Now, MCH says it will refocus the show on a broader section of the watch and jewelry industry, a change that will include a new name and, potentially, a new location.
“Now is a good time to reconsider the brand,” said Michel Loris-Melikoff, Baselworld’s chief executive since July 2018. The comment echoes comments he made in 2019.
Mr. Loris-Melikoff said he would present a business plan for the 2021 event to the show’s board of directors this month, including proposals to showcase independent watch brands, exhibitors representing both pre-owned watches and smartwatches, as well as gemstone and jewelry companies committed to sustainability.
In response to reports that the show would move to Lausanne, Switzerland, in 2021, Loris-Melikoff said a concept must be approved before a destination, and suggested the event could stay in Basel or be held at an MCH-owned venue in Zurich. He said MCH will ensure the calendar is in sync with the Watches & Wonders show in Geneva, scheduled for next April. (Dates have not been announced.)
Additionally, the organizers of Geneva Watch Days, a multi-brand event for retailers and media originally scheduled for the end of April, have confirmed that it will take place from August 26-29 at city center venues.
It has many participating brands, including Bulgari, Breitling, De Bethune, Gerald Genta, Girard-Perregaux, H. Moser & Cie, MB&F, Ulysse Nardin and Urwerk.
The specter of failure
There have been many rumors of bankruptcies in the Swiss watch industry, but if there will be a wave, it has yet to materialize.
Unrelated to the coronavirus, RJ Watches, known for its pop culture-themed watches, announcement On February 27, it had filed for bankruptcy in Switzerland because its majority shareholder, Alliance Investment Group, had stopped investing in the company.
Jean-Daniel Pasche, president of the Federation of the Swiss Watch Industry, said on May 29 that he had not heard of any coronavirus-related bankruptcies, but that he “cannot exclude that some companies may not cannot survive this crisis”.

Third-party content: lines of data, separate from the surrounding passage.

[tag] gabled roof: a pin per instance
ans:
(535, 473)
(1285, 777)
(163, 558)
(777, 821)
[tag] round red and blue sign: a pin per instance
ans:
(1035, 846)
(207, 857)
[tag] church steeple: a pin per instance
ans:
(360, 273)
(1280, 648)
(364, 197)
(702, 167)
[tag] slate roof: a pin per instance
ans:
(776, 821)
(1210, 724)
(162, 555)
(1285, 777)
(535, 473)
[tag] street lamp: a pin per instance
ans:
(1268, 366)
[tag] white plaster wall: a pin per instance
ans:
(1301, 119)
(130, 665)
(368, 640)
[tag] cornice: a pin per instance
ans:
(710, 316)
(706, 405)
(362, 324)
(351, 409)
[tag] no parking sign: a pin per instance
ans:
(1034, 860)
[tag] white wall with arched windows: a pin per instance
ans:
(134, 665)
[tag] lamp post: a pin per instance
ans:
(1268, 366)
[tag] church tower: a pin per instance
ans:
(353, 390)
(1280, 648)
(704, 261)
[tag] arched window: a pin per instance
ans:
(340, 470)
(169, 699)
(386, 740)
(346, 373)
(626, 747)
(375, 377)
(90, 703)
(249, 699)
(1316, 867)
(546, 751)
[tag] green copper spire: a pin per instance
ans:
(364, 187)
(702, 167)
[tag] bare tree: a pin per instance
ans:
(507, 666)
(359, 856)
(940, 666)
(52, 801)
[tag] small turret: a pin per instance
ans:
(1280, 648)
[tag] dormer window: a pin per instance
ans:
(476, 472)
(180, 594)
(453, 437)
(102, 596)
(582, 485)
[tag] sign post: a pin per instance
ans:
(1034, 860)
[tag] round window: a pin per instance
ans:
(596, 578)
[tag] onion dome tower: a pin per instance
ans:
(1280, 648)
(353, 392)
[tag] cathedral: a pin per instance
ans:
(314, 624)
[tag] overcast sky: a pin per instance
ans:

Most industry watchers agree that small businesses are the most vulnerable, but others counter that independent businesses are more nimble than their larger competitors and can adapt to the rapid changes brought on by the pandemic.
“Any plan we made two or a month ago no longer applies, as the situation changes every week,” said Maximilian Büsser, founder and creative director of Geneva-based independent brand MB&F. “I was talking with my sales manager about our three-year plan. “In 2023, do you think we will sell this piece?” And we were just laughing.
“We forecast the same revenue in 2021 as in 2020,” added Büsser. “Perhaps we will have a nice surprise, but I refuse to pilot my company on hope. I prepared for the worst-case scenario.